Liquidity ratio

The liquidity ratio measures the ability of a company to cover its short-term debts with available short-term assets, indicating the financial stability of the company.

Liquidity ratio

The current ratio is the ratio of the company’s current assets to its current liabilities. With which, we can get an idea of ​​the capacity of a company to face the payment of its debts in the short term.

Interpretation of the liquidity ratio

When the liquidity ratio is:

  • Greater than 1: Ensures the facility to satisfy those debts and short-term obligations.
  • Less than 1: There is a probability of a default on debt obligations.

Although it is true, all is said, that to compare two liquidity coefficients must be two companies in the same sector and comparable. Well, if we compare the liquidity ratio of a company belonging to a highly leveraged sector with a company from another sector that is not capital intensive, we can reach the wrong conclusions about their financial health.

Formula for the liquidity ratio

The current ratio measures current assets relative to current liabilities. In this way, the current ratio reveals the financial stability of a company.

The formula for the liquidity ratio is as follows:

Liquidity ratio = Current assets / Current liabilities

It is made up of two dividing elements. On the one hand, current assets (numerator) and, on the other, current liabilities (denominator).

Current assets, also called current assets, are the assets of a company that can be made liquid (turned into money) in less than twelve months.

Current liabilities or current liabilities, on the other hand, is the section of the liability that contains the short-term obligations of a company.

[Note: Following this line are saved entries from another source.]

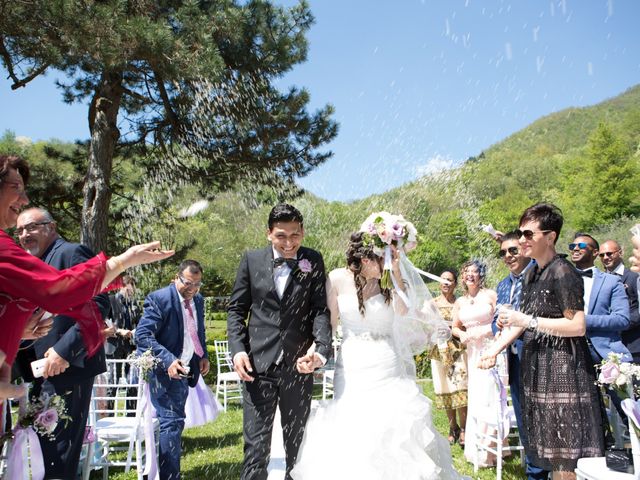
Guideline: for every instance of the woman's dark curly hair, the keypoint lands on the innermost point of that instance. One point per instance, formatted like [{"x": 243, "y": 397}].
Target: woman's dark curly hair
[
  {"x": 482, "y": 271},
  {"x": 359, "y": 249}
]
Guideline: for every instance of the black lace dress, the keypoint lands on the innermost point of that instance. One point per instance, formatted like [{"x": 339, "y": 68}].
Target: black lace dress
[{"x": 561, "y": 408}]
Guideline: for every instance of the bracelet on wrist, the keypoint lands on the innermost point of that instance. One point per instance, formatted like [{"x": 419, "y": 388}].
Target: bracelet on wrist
[{"x": 119, "y": 264}]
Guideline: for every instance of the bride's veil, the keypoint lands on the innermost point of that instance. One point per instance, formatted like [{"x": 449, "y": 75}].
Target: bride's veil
[{"x": 421, "y": 326}]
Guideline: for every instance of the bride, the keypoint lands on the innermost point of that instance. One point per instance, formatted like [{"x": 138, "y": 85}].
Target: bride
[{"x": 379, "y": 424}]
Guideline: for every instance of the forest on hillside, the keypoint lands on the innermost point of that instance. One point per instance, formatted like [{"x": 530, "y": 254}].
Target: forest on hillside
[{"x": 585, "y": 160}]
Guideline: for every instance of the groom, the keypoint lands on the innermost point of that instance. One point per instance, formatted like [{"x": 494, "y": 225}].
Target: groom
[{"x": 277, "y": 311}]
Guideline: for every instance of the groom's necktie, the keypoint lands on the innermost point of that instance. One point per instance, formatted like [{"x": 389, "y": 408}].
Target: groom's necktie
[
  {"x": 516, "y": 295},
  {"x": 193, "y": 329}
]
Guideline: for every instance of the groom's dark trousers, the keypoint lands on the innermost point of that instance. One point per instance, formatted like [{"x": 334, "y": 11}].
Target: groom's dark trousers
[
  {"x": 275, "y": 331},
  {"x": 279, "y": 384}
]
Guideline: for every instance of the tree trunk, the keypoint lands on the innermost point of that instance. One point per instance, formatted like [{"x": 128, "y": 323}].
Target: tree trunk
[{"x": 103, "y": 116}]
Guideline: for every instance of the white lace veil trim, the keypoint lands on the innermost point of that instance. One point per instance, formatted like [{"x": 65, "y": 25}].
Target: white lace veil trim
[{"x": 421, "y": 326}]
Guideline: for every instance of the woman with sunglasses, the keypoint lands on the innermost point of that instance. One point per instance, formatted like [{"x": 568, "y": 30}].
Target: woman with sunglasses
[
  {"x": 561, "y": 408},
  {"x": 472, "y": 316}
]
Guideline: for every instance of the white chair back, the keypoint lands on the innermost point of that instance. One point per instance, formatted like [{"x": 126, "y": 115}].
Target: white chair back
[
  {"x": 116, "y": 415},
  {"x": 228, "y": 384}
]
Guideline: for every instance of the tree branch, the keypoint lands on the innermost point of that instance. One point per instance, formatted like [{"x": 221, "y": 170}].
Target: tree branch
[{"x": 17, "y": 82}]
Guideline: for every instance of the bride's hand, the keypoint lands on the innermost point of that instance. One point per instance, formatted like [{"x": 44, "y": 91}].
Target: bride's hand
[{"x": 487, "y": 361}]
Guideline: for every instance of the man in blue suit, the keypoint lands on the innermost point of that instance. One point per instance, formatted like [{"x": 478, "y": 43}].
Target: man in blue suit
[
  {"x": 172, "y": 327},
  {"x": 606, "y": 302},
  {"x": 509, "y": 292},
  {"x": 610, "y": 254}
]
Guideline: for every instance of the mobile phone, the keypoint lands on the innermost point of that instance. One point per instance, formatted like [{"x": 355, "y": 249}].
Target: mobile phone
[{"x": 37, "y": 367}]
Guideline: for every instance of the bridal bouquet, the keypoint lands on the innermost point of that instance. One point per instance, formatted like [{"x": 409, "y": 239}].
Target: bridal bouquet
[
  {"x": 619, "y": 375},
  {"x": 145, "y": 363},
  {"x": 383, "y": 229}
]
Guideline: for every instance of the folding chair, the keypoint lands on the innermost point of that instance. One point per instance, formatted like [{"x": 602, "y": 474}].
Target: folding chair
[
  {"x": 228, "y": 383},
  {"x": 500, "y": 425},
  {"x": 117, "y": 416}
]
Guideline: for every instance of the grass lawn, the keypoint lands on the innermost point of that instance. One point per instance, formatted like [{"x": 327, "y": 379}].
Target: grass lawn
[{"x": 214, "y": 451}]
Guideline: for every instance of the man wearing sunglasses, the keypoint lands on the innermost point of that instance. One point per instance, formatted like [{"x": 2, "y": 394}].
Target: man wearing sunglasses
[
  {"x": 172, "y": 327},
  {"x": 509, "y": 292},
  {"x": 610, "y": 254},
  {"x": 68, "y": 371},
  {"x": 606, "y": 303}
]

That is, debts and obligations that have a duration of less than one year.

Example of the liquidity ratio

Company "A" reported current assets of $ 12 billion and current liabilities of $ 6 billion. On the other hand, company “B” reported a current asset of $ 3 billion and a current liability of $ 5 billion. Which company do you think has a better financial position considering the liquidity ratio analysis?

“A” Liquidity ratio = $ 12,000 / $ 6,000 = 2.0

“B” Liquidity ratio = $ 3,000 / $ 5,000 = 0.6

Considering the current ratio analysis, company "A" is more financially sound than company "B". But why do we know that? How is the data we have calculated interpreted? Let’s see it.

Company A has a current ratio of 2.0. That is, you can hedge your current liabilities for 2 times considering your current assets.

In contrast, Company B has a current ratio of 0.6. This indicates that with its current assets it can only cover 60% of its current liabilities.

Therefore, we will say that company "A" has a better liquidity situation than company "B". This, because it can face its debts and short-term obligations, more easily considering the use of its short-term assets of the company.

The current ratio is mostly used for banking institutions.